Tuesday, November 27, 2007

Mitt Romney and the Temple of Doom

Christopher Hitchens, my favorite conservative athiest, has written a crackerjack editorial about Romney's duck, cover, obfuscate and dodge strategy with regard to his religion and answering questions about it in the press.  My position:  While I hold no personal animosty toward individual Mormons per se (with the lone exception being Orson Scott Card), the church as a whole has the kind of nutty supernatural/science fiction nonsense shared by Scientology.  Purported golden plates and faux old testiment nomenclature are not enough to make me a believer.  As I have said before and am proud to say again, I believe Joseph Smith was a False Prophet.  If I didn't, I would be a Mormon, wouldn't I?  I suppose that goes without saying, and that by saying it, I'm effectively spitting in the eye of the CJCLDS--be that as it may.  The famous anti-Morman South Park episode, which turns the tables at the end, taught us: all religions are a little bit nutty--what the church believes doesn't matter, it's what the flock does that matters.

Oh, really? 

Hitch raises the specters of racism and polygamy that the LDS eschewed by prophetic fiat at critically convenient times.  Some might see that as divine inspiration, while others might see it as the Prophet holding his spit-covered finger in the wind.

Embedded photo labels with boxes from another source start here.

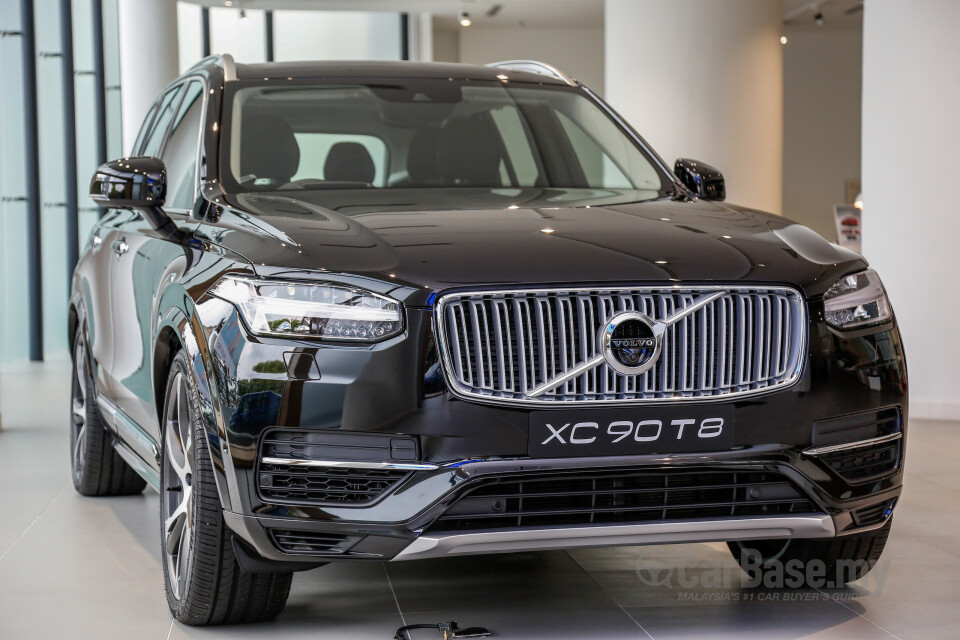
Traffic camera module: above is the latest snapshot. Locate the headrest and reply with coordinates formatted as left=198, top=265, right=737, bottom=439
left=323, top=142, right=377, bottom=184
left=407, top=127, right=441, bottom=186
left=437, top=116, right=502, bottom=187
left=240, top=116, right=300, bottom=184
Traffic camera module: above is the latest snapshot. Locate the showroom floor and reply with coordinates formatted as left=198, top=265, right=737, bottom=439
left=0, top=362, right=960, bottom=640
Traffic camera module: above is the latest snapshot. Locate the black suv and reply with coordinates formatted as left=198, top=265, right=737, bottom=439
left=69, top=56, right=907, bottom=624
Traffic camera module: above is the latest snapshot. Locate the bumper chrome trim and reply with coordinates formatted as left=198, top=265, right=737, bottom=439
left=260, top=456, right=440, bottom=471
left=394, top=515, right=837, bottom=561
left=803, top=431, right=903, bottom=456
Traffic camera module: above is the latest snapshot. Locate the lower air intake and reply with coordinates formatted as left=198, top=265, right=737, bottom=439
left=427, top=469, right=822, bottom=532
left=270, top=529, right=359, bottom=555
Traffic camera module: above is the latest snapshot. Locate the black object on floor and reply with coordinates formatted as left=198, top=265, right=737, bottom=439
left=393, top=620, right=493, bottom=640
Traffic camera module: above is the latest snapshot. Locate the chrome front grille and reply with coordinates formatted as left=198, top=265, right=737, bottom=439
left=436, top=287, right=806, bottom=405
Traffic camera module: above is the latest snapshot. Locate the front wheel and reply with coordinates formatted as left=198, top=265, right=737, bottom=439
left=160, top=351, right=292, bottom=625
left=727, top=520, right=893, bottom=588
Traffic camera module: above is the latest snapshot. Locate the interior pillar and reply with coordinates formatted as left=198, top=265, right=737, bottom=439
left=604, top=0, right=783, bottom=213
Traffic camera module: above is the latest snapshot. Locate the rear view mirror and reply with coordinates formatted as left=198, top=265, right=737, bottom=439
left=90, top=158, right=167, bottom=209
left=90, top=157, right=179, bottom=239
left=673, top=158, right=727, bottom=200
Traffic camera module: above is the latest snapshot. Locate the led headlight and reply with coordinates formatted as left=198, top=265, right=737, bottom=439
left=210, top=276, right=403, bottom=342
left=823, top=269, right=893, bottom=329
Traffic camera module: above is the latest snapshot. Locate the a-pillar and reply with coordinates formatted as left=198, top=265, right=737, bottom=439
left=118, top=0, right=179, bottom=153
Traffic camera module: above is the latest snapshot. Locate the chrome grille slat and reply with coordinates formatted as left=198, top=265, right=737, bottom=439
left=437, top=286, right=806, bottom=405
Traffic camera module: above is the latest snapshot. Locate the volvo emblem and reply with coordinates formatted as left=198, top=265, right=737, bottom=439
left=600, top=311, right=663, bottom=375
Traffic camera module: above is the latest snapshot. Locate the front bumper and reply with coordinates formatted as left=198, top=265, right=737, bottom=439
left=194, top=300, right=907, bottom=564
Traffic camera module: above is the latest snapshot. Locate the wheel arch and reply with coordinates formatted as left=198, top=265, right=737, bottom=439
left=152, top=308, right=231, bottom=510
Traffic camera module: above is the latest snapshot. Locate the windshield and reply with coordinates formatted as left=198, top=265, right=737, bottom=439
left=222, top=78, right=662, bottom=200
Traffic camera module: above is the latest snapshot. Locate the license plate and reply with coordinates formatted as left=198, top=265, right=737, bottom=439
left=527, top=404, right=734, bottom=458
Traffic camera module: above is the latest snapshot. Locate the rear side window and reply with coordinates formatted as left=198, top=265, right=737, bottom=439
left=131, top=102, right=159, bottom=155
left=140, top=86, right=183, bottom=158
left=291, top=133, right=387, bottom=187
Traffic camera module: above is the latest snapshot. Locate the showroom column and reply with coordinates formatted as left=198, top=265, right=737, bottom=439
left=861, top=0, right=960, bottom=420
left=119, top=0, right=180, bottom=153
left=604, top=0, right=783, bottom=213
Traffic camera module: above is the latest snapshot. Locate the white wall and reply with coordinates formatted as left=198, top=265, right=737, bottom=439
left=273, top=11, right=400, bottom=60
left=863, top=0, right=960, bottom=419
left=605, top=0, right=783, bottom=213
left=119, top=0, right=180, bottom=153
left=456, top=25, right=603, bottom=93
left=783, top=24, right=863, bottom=242
left=433, top=28, right=460, bottom=62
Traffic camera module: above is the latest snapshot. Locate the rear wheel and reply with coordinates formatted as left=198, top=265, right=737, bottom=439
left=70, top=331, right=147, bottom=496
left=727, top=520, right=893, bottom=588
left=160, top=352, right=292, bottom=625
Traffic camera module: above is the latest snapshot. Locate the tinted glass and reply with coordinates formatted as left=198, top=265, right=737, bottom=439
left=140, top=87, right=182, bottom=158
left=160, top=82, right=203, bottom=209
left=223, top=79, right=662, bottom=199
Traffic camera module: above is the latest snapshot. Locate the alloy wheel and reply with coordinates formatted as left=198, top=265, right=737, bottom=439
left=161, top=372, right=194, bottom=600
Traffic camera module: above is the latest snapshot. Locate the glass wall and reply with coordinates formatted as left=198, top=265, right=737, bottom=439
left=0, top=0, right=122, bottom=362
left=177, top=2, right=403, bottom=71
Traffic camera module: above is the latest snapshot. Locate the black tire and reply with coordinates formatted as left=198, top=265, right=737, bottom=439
left=70, top=331, right=147, bottom=496
left=160, top=351, right=293, bottom=625
left=727, top=519, right=893, bottom=589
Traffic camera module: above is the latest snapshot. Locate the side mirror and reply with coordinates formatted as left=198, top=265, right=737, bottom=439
left=673, top=158, right=727, bottom=200
left=90, top=157, right=179, bottom=238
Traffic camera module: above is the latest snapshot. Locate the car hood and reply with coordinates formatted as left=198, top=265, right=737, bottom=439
left=201, top=189, right=866, bottom=304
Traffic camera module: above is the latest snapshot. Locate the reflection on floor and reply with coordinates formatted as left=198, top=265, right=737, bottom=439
left=0, top=363, right=960, bottom=640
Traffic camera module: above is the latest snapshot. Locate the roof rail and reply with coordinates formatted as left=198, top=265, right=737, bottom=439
left=487, top=60, right=580, bottom=87
left=190, top=53, right=237, bottom=82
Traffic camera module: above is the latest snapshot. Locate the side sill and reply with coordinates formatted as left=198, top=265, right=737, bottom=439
left=113, top=438, right=160, bottom=493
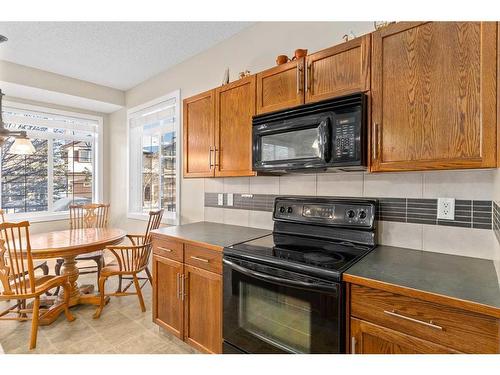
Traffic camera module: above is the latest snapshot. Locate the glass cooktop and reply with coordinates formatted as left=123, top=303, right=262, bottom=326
left=224, top=233, right=372, bottom=278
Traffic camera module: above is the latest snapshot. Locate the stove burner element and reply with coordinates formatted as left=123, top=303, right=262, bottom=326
left=304, top=252, right=345, bottom=264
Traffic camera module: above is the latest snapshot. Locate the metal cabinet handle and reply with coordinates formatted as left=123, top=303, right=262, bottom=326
left=372, top=122, right=380, bottom=160
left=297, top=63, right=303, bottom=94
left=306, top=64, right=313, bottom=94
left=214, top=146, right=220, bottom=167
left=384, top=310, right=443, bottom=331
left=175, top=273, right=181, bottom=299
left=191, top=255, right=210, bottom=263
left=208, top=146, right=212, bottom=169
left=181, top=275, right=186, bottom=301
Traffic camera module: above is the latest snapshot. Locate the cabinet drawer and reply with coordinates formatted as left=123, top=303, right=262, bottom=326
left=351, top=284, right=500, bottom=353
left=184, top=244, right=222, bottom=274
left=153, top=237, right=184, bottom=262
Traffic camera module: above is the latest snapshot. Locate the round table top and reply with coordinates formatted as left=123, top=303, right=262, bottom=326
left=30, top=228, right=127, bottom=259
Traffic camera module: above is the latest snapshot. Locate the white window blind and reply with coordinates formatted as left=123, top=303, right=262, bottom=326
left=129, top=91, right=179, bottom=221
left=0, top=103, right=102, bottom=217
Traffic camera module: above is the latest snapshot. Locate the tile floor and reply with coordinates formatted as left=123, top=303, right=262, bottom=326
left=0, top=262, right=197, bottom=354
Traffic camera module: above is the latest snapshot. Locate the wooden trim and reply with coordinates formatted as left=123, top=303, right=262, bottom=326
left=256, top=57, right=305, bottom=114
left=342, top=273, right=500, bottom=318
left=182, top=89, right=215, bottom=178
left=370, top=22, right=500, bottom=172
left=214, top=75, right=257, bottom=177
left=305, top=34, right=371, bottom=103
left=151, top=233, right=224, bottom=252
left=351, top=318, right=463, bottom=354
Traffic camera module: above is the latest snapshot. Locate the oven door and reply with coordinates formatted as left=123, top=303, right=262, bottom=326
left=252, top=113, right=334, bottom=171
left=223, top=256, right=344, bottom=353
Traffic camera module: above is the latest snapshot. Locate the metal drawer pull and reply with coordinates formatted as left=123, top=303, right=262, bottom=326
left=191, top=255, right=210, bottom=263
left=175, top=273, right=181, bottom=299
left=384, top=310, right=443, bottom=331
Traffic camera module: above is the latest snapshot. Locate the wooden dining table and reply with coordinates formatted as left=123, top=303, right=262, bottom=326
left=30, top=228, right=126, bottom=325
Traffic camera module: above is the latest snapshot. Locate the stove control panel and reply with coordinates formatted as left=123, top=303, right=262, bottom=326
left=273, top=197, right=376, bottom=229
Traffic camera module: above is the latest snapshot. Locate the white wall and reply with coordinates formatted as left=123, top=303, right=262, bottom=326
left=110, top=22, right=373, bottom=229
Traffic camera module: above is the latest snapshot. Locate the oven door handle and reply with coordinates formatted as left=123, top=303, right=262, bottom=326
left=222, top=259, right=338, bottom=295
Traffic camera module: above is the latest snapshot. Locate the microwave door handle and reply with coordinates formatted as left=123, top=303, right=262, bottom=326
left=222, top=259, right=338, bottom=295
left=318, top=117, right=330, bottom=163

My position: I don't know what's in Romney's heart, nor do I presume to judge.  I only know what he does, and says.  Right now, he's saying nothing about an issue that matters.

1 comment:

stwill61 said...

"Temple of Doom" -- tee hee -- that was clever, Mike.

I keep hoping the GOP will weed Romney out before I have to pay any attention to him.

On the other hand, I think any of the Dem serious candidates could beat him, even Sen. Clinton.